Par avenant du 30 juillet 2018, elle a été promue au poste d'agent de maîtrise, sous chef de quai.
A partir du 28 septembre 2020, Mme [L] s'est trouvée en arrêt maladie. Le 25 janvier 2021, elle a transmis à la Société STH Hipavia un certificat de rechute d'un accident du travail datant du 19 août 1992 alors qu'elle était salariée d'une autre entreprise.
Le 14 septembre 2021, elle a été déclarée apte par le médecin du travail à la reprise en temps partiel et, suivant avenant du même jour, elle a repris le travail et a été placée en mi-temps thérapeutique pour une durée de trois mois.
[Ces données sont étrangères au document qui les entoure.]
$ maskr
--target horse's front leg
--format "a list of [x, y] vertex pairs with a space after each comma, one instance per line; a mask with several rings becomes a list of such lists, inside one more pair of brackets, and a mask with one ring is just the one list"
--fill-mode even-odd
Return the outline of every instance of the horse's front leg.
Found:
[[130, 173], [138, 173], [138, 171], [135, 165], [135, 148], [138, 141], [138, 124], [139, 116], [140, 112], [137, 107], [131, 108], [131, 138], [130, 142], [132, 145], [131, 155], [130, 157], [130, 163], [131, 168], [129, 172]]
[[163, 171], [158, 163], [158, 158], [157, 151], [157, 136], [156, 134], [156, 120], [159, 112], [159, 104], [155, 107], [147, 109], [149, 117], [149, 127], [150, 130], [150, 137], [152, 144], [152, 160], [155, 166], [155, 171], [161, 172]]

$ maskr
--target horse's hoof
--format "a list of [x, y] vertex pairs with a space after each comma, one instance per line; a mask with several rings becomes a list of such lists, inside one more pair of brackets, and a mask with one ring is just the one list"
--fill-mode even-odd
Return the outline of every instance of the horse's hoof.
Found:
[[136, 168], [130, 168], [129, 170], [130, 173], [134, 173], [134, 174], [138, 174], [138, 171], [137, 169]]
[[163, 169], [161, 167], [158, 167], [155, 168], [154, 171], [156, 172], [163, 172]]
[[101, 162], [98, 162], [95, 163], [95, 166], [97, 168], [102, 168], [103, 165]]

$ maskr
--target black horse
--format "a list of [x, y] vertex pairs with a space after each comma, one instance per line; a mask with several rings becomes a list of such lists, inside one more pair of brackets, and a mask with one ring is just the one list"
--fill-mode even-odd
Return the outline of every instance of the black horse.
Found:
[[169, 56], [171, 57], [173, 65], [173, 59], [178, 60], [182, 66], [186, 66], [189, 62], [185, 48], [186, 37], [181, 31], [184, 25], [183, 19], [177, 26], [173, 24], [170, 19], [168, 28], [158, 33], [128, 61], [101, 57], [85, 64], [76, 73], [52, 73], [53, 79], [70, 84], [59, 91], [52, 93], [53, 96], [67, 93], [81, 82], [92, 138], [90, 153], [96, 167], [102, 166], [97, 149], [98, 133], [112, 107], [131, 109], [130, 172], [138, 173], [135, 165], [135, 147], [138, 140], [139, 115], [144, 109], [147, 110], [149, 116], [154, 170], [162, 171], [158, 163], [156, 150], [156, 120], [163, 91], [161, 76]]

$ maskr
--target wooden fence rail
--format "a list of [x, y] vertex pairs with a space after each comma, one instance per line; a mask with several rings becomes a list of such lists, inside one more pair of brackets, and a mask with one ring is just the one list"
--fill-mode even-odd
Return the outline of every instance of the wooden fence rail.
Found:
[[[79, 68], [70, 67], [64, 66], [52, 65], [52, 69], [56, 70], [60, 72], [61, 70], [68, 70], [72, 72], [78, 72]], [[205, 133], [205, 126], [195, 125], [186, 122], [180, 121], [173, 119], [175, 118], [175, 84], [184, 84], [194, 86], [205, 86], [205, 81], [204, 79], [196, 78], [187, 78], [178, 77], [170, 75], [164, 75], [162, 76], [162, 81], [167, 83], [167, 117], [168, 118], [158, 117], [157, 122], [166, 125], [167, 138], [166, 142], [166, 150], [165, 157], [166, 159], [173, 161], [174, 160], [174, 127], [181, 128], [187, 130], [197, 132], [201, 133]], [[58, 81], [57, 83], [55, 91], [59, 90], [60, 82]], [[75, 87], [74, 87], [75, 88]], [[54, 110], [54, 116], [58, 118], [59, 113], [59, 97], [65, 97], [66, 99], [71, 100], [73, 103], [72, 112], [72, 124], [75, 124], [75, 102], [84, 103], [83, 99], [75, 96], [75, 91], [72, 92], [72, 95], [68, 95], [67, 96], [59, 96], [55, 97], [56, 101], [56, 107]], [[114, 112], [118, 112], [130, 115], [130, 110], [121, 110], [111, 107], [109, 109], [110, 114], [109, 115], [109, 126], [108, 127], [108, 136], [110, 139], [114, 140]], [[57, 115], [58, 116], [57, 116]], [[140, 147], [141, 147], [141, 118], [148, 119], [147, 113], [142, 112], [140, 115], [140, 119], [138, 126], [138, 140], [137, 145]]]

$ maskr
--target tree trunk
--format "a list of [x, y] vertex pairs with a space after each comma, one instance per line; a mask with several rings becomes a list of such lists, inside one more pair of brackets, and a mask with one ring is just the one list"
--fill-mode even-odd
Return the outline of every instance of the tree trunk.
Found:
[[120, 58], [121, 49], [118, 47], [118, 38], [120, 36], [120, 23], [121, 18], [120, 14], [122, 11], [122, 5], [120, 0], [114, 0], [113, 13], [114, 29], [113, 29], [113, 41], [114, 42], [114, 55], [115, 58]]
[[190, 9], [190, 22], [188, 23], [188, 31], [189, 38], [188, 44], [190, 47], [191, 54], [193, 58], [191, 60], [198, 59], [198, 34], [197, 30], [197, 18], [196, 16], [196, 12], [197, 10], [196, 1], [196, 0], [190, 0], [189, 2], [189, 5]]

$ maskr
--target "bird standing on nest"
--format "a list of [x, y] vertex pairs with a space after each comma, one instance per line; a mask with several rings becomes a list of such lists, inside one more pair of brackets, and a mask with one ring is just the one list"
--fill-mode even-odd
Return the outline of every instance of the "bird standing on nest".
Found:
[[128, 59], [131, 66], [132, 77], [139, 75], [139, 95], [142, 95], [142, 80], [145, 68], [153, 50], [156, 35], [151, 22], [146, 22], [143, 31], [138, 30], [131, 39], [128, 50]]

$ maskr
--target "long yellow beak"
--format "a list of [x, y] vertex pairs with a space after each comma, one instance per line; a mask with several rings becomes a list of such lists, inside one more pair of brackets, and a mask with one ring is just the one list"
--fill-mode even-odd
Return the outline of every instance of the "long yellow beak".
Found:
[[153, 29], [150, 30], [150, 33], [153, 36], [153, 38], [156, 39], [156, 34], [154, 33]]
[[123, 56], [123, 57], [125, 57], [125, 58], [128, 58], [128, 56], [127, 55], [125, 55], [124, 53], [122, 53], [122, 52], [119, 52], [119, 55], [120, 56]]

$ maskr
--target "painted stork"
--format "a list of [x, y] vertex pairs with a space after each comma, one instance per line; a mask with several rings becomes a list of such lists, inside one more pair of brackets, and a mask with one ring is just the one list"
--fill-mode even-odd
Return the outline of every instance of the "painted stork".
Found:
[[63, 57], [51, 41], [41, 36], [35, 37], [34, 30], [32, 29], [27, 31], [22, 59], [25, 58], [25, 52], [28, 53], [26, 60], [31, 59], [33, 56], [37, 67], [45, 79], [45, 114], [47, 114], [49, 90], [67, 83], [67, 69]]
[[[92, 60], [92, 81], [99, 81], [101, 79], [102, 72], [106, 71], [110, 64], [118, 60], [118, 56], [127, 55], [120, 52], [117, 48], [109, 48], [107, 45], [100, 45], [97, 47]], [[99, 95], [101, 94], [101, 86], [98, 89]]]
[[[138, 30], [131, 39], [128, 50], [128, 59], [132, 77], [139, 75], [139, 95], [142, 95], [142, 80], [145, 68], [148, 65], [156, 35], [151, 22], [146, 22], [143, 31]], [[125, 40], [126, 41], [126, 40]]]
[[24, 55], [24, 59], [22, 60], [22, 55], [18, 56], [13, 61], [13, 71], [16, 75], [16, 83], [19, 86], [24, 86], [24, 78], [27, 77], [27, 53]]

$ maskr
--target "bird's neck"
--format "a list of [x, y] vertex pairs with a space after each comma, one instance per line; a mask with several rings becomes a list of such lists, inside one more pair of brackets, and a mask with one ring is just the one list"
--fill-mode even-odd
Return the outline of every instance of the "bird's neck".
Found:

Du 12 au 15 octobre 2021, Madame [L] a été à nouveau en arrêt maladie. Puis du 4 janvier au 24 février 2022.
Le 25 février 2022, une altercation s'est produite au bureau de [Localité 5] entre Mme [L] et M. [M], son supérieur hiérarchique, alors que la salariée reprenait son poste après ce dernier arrêt de travail d'un mois.
Elle a été à nouveau placée en arrêt de travail et a demandé la prise en charge de cet incident au titre de la législation sur les risques professionnels.
Après un refus le 27 mai 2022, la caisse primaire d'assurance maladie a reconnu le caractère professionnel de l'accident de travail du 25 février 2022 par décision du 19 septembre 2022.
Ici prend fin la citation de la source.